We’ve got to get a right perspective on reality as it actually is, and as a result, on ourselves as we actually stand, which should in turn realign our priorities.

If we fail to see Christ for who He is we will forever be caught in the trap of sacrificing the eternal on the alter of the temporal, exchanging the power of God to salvation for the satisfying of our own earthly desires.

The irony is that Christ tells us that in doing so, we will only ever end up unfulfilled and unsatisfied.

“Do not labour for food that perishes but for food that endures to eternal life, which the Son of Man will give you. For on Him God the Father has set His seal.” - Vs 27

It’s impossible for me to read these words and not have Isaiah 55 ringing in my ears.

“Why do you spend your money on that which is not bread and your labour on that which does not satisfy.” - Isaiah 55:2

I know I’ve raised this passage before on our journey together, but it is worth going back and reading over it again here.

We’ve got to get an eternal perspective on life, otherwise we will end up pursuing anything and everything in order to satisfy our souls only to end up empty as a result.

On the other hand, it is so easy to get caught up in the constant unrelenting nature of life in this world, there are always so many demands and pressures squeezing us and pressurising our time.

Life can be relentless, not just providing a constant distraction from what is truely important, but also demanding our constant attention and time.

How easy it is for the demands and cares of life to cause our eyes to drop from Him and the things of heaven, to our own to-do lists and all they represent.

All of these demands are less than nothing without Christ. It’s only in light of eternity that the cares of this life have any meaning or significance.

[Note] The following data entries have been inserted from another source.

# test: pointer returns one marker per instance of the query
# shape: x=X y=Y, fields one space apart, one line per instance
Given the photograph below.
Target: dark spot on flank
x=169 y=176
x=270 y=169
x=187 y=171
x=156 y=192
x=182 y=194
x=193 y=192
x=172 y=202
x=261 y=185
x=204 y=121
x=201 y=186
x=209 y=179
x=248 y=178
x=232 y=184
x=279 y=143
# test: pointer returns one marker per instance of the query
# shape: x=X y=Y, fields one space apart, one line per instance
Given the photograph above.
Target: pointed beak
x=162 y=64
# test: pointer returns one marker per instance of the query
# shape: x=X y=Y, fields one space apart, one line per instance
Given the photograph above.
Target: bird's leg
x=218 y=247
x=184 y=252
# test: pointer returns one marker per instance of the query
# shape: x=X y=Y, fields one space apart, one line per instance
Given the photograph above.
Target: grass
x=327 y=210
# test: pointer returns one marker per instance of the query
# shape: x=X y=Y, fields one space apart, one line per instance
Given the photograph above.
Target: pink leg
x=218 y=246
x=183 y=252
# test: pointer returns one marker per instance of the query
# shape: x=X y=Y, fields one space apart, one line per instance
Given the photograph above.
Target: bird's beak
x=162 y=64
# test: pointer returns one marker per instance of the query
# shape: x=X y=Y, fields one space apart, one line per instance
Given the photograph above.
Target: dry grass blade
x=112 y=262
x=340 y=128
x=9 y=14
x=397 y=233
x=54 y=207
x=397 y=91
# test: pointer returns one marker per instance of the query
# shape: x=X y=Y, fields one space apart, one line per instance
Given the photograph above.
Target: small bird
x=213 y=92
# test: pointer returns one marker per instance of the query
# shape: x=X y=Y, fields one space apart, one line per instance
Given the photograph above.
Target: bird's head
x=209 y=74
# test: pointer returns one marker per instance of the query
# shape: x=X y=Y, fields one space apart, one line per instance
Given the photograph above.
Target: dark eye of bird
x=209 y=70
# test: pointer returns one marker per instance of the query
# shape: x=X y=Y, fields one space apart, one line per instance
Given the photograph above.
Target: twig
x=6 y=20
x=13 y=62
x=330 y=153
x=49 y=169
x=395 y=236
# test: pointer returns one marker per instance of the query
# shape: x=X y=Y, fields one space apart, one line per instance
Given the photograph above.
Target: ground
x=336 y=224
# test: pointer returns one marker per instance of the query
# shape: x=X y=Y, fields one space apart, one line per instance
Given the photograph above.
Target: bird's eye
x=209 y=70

Apart from Christ and the eternal perspective He brings, all that is of this world is meaningless, and will eventually be lost to us every bit as we shall be lost to it.

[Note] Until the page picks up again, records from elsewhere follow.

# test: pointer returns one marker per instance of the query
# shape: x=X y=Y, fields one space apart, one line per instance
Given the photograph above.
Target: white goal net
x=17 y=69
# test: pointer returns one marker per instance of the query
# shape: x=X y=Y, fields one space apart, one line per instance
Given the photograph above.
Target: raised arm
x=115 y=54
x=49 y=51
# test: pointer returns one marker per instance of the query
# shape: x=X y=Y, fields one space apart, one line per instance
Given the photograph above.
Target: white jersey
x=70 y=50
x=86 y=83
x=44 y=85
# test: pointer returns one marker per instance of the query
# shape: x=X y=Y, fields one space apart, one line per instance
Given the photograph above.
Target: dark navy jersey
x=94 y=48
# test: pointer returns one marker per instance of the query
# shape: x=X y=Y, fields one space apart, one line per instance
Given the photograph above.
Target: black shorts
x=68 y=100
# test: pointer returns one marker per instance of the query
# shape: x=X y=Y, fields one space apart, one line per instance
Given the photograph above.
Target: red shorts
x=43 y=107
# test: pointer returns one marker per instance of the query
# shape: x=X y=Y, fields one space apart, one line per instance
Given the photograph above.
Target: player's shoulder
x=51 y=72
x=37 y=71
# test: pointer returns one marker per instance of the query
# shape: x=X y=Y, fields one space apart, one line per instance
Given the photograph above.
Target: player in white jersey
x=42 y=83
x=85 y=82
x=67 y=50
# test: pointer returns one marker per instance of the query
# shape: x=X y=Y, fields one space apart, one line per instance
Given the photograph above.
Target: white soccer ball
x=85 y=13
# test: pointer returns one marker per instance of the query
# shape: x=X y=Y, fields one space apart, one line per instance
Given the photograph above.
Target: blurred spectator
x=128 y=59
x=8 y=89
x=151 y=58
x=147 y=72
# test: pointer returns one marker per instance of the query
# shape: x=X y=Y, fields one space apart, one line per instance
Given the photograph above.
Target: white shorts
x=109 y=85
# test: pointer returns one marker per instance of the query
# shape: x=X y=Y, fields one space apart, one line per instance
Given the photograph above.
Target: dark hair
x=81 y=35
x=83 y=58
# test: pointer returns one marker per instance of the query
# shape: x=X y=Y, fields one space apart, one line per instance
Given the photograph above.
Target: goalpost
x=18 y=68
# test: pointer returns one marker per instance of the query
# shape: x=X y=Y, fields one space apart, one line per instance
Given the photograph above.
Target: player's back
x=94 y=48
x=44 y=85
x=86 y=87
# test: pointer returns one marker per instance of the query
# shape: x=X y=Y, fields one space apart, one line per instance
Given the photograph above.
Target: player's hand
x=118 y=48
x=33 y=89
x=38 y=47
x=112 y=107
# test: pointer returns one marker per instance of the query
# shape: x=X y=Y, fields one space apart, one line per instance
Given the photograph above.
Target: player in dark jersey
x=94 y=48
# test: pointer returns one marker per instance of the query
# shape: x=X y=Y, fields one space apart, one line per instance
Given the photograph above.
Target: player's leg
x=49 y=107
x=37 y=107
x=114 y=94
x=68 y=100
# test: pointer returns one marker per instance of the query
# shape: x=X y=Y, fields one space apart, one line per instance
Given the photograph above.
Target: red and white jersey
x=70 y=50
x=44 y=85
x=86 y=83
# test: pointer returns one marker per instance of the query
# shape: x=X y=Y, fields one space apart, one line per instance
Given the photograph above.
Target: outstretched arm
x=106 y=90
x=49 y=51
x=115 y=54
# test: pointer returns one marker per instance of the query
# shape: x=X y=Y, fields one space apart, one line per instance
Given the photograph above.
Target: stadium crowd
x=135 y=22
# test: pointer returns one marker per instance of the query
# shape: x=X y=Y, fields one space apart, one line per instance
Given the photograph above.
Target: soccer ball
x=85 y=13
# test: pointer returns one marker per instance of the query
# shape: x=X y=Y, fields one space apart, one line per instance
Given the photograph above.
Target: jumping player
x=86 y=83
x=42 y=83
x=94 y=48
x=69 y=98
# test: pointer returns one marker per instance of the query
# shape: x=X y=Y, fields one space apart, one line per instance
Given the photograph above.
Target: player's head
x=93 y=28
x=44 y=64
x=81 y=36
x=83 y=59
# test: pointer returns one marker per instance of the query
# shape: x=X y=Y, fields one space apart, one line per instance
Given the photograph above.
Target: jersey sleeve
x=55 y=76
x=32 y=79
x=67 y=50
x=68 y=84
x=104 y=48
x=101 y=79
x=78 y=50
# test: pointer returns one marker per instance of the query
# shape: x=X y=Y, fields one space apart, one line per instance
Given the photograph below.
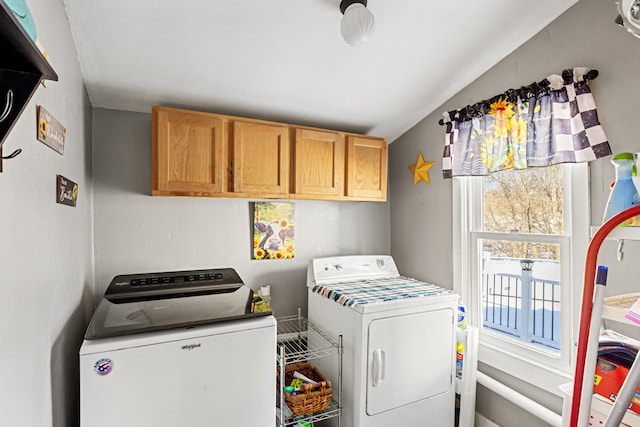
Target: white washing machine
x=398 y=336
x=192 y=348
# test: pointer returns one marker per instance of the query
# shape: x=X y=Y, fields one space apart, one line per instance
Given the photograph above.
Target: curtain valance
x=549 y=122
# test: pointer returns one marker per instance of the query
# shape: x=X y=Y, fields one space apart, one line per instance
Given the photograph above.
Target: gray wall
x=135 y=232
x=46 y=249
x=421 y=226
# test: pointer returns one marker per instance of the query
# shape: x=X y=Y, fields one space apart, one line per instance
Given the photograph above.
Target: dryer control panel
x=334 y=269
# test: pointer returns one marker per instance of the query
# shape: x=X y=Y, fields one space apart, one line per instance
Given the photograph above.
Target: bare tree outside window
x=521 y=278
x=524 y=201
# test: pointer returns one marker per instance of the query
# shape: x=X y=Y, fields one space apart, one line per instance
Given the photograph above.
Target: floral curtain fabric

Jesus is the bread that has come form heaven, the true mana that God has given, not simply for the filling of our bellies, but so that we may have life eternal.

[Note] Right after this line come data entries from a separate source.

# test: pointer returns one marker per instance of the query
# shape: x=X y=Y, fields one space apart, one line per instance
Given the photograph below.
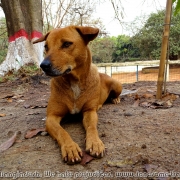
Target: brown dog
x=76 y=87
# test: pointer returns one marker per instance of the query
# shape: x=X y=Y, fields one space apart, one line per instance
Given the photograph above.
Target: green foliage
x=149 y=38
x=124 y=50
x=177 y=7
x=102 y=49
x=3 y=40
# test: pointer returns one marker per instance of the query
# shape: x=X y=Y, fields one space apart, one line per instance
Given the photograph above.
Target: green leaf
x=177 y=8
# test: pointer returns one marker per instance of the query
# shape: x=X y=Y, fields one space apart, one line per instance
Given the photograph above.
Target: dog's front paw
x=95 y=147
x=116 y=100
x=71 y=153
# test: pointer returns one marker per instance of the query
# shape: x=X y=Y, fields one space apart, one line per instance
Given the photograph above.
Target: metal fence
x=129 y=72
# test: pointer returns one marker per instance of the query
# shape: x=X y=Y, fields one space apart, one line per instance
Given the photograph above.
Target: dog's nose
x=46 y=64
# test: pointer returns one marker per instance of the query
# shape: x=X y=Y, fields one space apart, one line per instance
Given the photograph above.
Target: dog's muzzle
x=48 y=68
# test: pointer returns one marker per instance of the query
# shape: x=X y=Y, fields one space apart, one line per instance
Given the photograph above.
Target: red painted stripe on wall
x=23 y=33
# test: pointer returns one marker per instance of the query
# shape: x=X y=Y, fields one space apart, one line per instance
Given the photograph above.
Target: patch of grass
x=25 y=71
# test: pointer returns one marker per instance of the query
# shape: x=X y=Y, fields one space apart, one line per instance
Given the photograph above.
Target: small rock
x=127 y=114
x=143 y=146
x=44 y=133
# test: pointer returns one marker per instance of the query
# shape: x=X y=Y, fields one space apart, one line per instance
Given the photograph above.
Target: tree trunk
x=24 y=25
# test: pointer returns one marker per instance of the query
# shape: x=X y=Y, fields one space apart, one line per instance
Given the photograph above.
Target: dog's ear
x=88 y=33
x=43 y=38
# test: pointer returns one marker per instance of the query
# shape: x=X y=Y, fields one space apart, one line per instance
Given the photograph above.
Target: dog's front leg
x=94 y=145
x=71 y=152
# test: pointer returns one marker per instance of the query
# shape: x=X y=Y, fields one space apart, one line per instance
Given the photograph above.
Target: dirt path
x=139 y=140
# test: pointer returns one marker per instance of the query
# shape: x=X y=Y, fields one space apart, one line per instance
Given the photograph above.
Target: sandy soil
x=140 y=141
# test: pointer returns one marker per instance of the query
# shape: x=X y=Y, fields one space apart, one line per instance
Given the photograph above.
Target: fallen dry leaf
x=121 y=163
x=147 y=96
x=2 y=115
x=33 y=132
x=6 y=145
x=136 y=103
x=9 y=100
x=150 y=168
x=86 y=158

His flesh is spiritual food for us in the days of our sojourning. In eating of this bread we not only find our hunger to be sated, but we ourselves are caught up in the eternal life of the Father, Son, and Spirit.

In being caught up in Christ we are given a new context where we are forever more located in Him. Our lives are in Christ, the one in whom it has been given to have life in Himself, and as such, our lives are filled with a meaning that they would never have had otherwise.

It is only as our lives gain this new location, this new context that the things of this world, this life can gain their proper perspective, their proper order and priority. Life in this world of the here and now is subsumed by eternity and the life of Christ.

We must eat of this bread if we are to find our proper context and for our lives and the things of this world to find their proper order and priority.

Of course the words found here uttered by Jesus immediately recall to our minds the communion, the taking of His body and His blood.

There’s so much that could, or even should, be said about communion, that sacred feast we that entrust ourselves to Christ partake of together, however, we simply don’t have the space in this instalment. I will simply make this point, along with the many other significant implications of the communion, we can say that at the table of Christ we remind ourselves and commit ourselves to reality as it actually stands, and as a result, our proper context within that reality. As such, it is the place where our priorities are reordered because we are realigned with our heavenly location, which flows out of our eternal identity in Christ.

Unless we gain and continue to gain this heavenly perspective, applying it to all of life, we will always seek to form our identity in wrong contexts, giving our labour to that which is not bread and will not satisfy.

In the face of the temptations of life in this world which would have us bound up by temporal things, we must learn to say with Simon Peter “Lord, to whom shall we go? You have the words of eternal life”.

The choice before us is simple, it is life or death, it is Christ or nothing.